Integrating Target Mediated Drug Disposition (TMDD) into a minimal physiologically based modelling framework: evaluation of different quasi-steady-state approximations
Mezzalana Enrica (1), Lavezzi Silvia Maria (1), Zamuner Stefano (2), De Nicolao Giuseppe (1), Ma Peiming (3), Simeoni Monica (2)
(1) Department of Electrical, Computer and Biomedical Engineering, University of Pavia, Pavia, Italy, (2) Clinical Pharmacology Modelling and Simulation, GlaxoSmithKline, UK, (3) Clinical Pharmacology Modelling and Simulation, GlaxoSmithKline, China
Objectives: Target-mediated drug disposition (TMDD) often occurs with monoclonal antibodies (mAbs); hence various models were developed to describe this phenomenon [1]. Cao and Jusko [2] incorporated a quasi-steady-state (QSS) TMDD component into the minimal physiologically-based PK (mPBPK) model [3]. Assuming peripheral target binding, we explored the mPBPK model combined with the full TMDD model, denoted model I, and three approximated models [4], denoted model II, III and IV, to assess the feasibility of these approximations with respect to identifiability issues. The aim is to understand how informative is plasma PK about binding processes occurring in periphery.
Methods: With the PK parameters estimated in [2] for romosozumab (a mAb for the cure of osteoporosis), models I, II, III, IV were simulated using R and SimulX and sensitivity analysis performed. In particular, mAb PK data were simulated according to model I. Then, the full and approximated models were fitted with NONMEM 7.3 in different situations (without binding, with binding only in leaky tissues, and only in tight tissues) and with different types of data (drug concentration in plasma alone, with the addition of total drug concentration in the binding site, with the addition of total receptor concentration in the binding site). Drug related parameters were estimated while volumes and flow rate parameters were fixed to typical physiological values.
Results: For all models (I-IV), the contribution of elimination through internalization of the complex can be evaluated from drug concentration profiles in plasma: when binding is simulated in tight tissues, this contribution results negligible if compared to the situation without binding. Instead, if binding is simulated in leaky tissues, or both leaky and tight, the nonlinear elimination due to TMDD prevails. Identifiability issues arose almost under any condition, especially when attempting to partition the plasma and the non-linear peripheral clearance. In simulation, model I and II are almost equivalent, while model II yields different profiles primarily for receptor concentration in binding sites, while model IV exhibits a substantially different behavior.

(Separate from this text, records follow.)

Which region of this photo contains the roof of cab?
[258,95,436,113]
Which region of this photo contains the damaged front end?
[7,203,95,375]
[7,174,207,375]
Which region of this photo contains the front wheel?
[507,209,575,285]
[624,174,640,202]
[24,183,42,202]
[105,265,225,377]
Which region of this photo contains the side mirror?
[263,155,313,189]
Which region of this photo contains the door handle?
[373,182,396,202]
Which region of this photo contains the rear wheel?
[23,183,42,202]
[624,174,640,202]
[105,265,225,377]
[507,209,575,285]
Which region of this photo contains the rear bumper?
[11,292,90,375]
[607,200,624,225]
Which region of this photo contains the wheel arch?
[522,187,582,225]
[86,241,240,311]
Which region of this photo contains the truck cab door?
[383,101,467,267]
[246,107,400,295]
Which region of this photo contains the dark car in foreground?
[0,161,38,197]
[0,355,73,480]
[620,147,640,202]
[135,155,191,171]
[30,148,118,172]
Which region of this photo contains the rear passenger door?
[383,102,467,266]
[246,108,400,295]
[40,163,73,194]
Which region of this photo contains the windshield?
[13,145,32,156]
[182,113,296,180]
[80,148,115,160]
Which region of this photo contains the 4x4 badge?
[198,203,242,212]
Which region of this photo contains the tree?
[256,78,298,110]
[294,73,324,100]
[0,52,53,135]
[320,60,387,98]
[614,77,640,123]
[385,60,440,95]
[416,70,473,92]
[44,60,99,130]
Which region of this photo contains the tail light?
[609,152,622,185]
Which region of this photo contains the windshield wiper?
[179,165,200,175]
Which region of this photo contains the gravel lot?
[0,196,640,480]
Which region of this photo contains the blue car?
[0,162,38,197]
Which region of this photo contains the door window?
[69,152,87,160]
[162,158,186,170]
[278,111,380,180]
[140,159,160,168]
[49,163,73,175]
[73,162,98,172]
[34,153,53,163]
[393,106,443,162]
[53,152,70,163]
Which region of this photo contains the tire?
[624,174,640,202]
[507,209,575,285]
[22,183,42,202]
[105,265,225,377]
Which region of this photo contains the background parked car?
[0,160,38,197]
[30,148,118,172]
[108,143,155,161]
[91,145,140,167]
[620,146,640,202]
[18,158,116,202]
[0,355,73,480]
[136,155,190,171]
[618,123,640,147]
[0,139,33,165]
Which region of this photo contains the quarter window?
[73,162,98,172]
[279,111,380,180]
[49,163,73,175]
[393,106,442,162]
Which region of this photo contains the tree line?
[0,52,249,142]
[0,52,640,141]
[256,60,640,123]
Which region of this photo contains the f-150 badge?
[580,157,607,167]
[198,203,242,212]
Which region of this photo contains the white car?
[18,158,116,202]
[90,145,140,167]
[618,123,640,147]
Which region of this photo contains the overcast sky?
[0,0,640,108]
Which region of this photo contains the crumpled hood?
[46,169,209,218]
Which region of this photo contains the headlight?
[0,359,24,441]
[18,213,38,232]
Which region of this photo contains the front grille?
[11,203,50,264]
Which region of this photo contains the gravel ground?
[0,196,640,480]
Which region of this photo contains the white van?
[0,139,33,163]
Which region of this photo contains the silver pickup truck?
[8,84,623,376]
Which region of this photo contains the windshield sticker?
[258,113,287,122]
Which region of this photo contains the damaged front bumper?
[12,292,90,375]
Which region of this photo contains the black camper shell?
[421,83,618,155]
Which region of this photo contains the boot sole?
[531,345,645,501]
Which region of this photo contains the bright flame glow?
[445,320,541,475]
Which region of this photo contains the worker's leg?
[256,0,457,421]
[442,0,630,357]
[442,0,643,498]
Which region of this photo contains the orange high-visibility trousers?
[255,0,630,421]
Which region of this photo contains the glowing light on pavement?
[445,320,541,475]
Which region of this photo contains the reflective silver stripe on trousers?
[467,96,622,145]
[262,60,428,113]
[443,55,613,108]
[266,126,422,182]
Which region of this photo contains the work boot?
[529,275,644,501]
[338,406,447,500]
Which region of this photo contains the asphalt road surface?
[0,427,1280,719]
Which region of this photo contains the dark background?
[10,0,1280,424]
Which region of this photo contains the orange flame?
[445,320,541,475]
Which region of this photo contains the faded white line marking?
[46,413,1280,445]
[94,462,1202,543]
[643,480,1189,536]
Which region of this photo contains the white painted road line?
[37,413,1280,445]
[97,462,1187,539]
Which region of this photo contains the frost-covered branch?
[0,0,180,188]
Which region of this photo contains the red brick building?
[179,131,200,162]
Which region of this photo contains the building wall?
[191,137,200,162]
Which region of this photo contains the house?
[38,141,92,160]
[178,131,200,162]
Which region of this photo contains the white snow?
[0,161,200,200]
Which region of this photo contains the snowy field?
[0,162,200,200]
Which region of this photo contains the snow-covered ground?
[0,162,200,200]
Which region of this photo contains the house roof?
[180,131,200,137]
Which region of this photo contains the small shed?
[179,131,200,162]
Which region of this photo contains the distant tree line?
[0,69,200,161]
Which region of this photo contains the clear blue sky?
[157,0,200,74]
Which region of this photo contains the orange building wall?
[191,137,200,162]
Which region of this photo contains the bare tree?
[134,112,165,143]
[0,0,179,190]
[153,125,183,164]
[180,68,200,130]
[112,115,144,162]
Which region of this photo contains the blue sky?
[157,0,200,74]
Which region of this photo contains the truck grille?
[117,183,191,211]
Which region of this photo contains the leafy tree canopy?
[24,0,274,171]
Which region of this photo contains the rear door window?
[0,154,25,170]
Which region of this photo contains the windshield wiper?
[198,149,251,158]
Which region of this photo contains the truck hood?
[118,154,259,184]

Conclusions: : The full TMDD model and three QSS approximations [4] were plugged into a mPBPK model developed for mAbs [3]. Simulated profiles were compared and identification issues evaluated in the most significant contexts relative to binding site and measurements availability.
References:
[1] Theoretical Considerations of Target-Mediated Drug Disposition Models: Simplifications and Approximations, P. Ma. Pharm Res. 2012, vol 29, 866-882.
[2] Incorporating target-mediated drug disposition in a minimal physiologically-based pharmacokinetic model for monoclonal antibodies. Y. Cao, W.J. Jusko. J Pharmacokinet Pharmacodyn. 2014, vol 41, 375-387.
[3] Second-generation minimal physiologically-based pharmacokinetic model for monoclonal antibodies. Y. Cao, J.P. Balthasar, W.J. Jusko. J Pharmacokinet Pharmacodyn. 2013, vol 40(5).
[4] Gaining insights into the consequences of target-mediated drug disposition of monoclonal antibodies using quasi-steady-state approximations. H.P. Grimm. J Pharmacokinet Pharmacodyn. 2009, vol 39, 407-420.